Sure, many slaves had comfortable lives. Two thousand Aristos couldn’t control two trillion people if they created misery that drove their slaves to rebel. As long as their people behaved, their lives remained agreeable. If they rebelled, the Aristos got rid of them. All of them. I’d seen worlds where they committed genocide, destroying entire colonies to eradicate the “infestation of wrong thinking.” The nightmare of that devastation haunted my dreams. I’d rather die than live in a universe where the Aristos ruled.

It gave me no end of pleasure that it enraged them to know members of our ruling dynasty resembled the providers at the lowest rung of their hierarchy. The Aristos hated it. They wanted nothing more than to humiliate and enslave the Ruby Dynasty. Well, tough. We had an advantage they had never matched: a faster, more efficient war machine. The Eubian Concord might claim the largest civilization and military force in human history, but ours remained the most effective military ever known.

Fortunately today I only had to face the city police chief, who by all accounts was a hard-working, decent sort who had earned his position through talent rather than connections. Although he wasn’t the first man to run a police force, he was the first here in Selei City, a major governmental center. It impressed me that he hadn’t shied away from seeking outside help on this high-profile investigation. That took confidence.

As I approached the station, its double doors opened. I entered a lobby with robot attendants at counters with signs like, Flyer license applications or Passport renewals. None of them read Notorious serial killers, so I went to Information instead.

The info-bot nodded to me. “My greetings.” It looked humanoid, pleasant in appearance, with nondescript clothes, nothing too fancy. The rest of it gleamed bronze in an attractive manner, I guess because it was soothing, which was probably the intent, given that people who came to a police station could often do with some calming.

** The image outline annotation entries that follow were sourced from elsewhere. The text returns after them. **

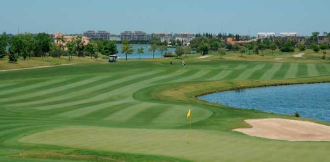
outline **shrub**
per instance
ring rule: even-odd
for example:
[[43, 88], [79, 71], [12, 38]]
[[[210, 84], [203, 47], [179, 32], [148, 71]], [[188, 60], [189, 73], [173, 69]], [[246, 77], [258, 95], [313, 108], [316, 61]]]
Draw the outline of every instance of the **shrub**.
[[323, 56], [322, 56], [322, 57], [321, 59], [322, 60], [326, 60], [326, 59], [327, 59], [326, 55], [323, 55]]
[[300, 117], [300, 114], [299, 114], [299, 112], [298, 111], [295, 112], [295, 116], [297, 118], [299, 118]]
[[313, 50], [315, 52], [315, 53], [318, 53], [320, 51], [320, 47], [317, 45], [315, 45], [313, 47]]
[[287, 42], [280, 50], [282, 52], [295, 52], [295, 47], [291, 42]]
[[298, 44], [298, 49], [299, 49], [300, 51], [304, 51], [306, 50], [306, 46], [302, 43], [299, 43], [299, 44]]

“My greetings,” I said. “I’m here to see Captain Hadar. I have an appointment. My name is Bhaajan.”

It paused, probably accessing the station mesh. A laser from somewhere flashed over my face and upper body. “Please come with me,” it said.

I peered at it, figuring out where the laser originated. Ah, there. The robot had a module set into its shoulder, easy to see. Privacy laws required that people or things doing ID scans make the process obvious to the person they scanned.

I went with the robot, deeper into the station. We walked along hallways, through panels of sunlight slanting in the many windows. This place felt too pleasant for a law enforcement center. I’d been on the locked-wrists side of the law too many times in my youth when cops grabbed kids from the Undercity and threw us in jail for existing. Well, also because sometimes we pinched food from merchants on the Concourse above the Undercity. So yah, we were thieves. Hungry thieves. Starving.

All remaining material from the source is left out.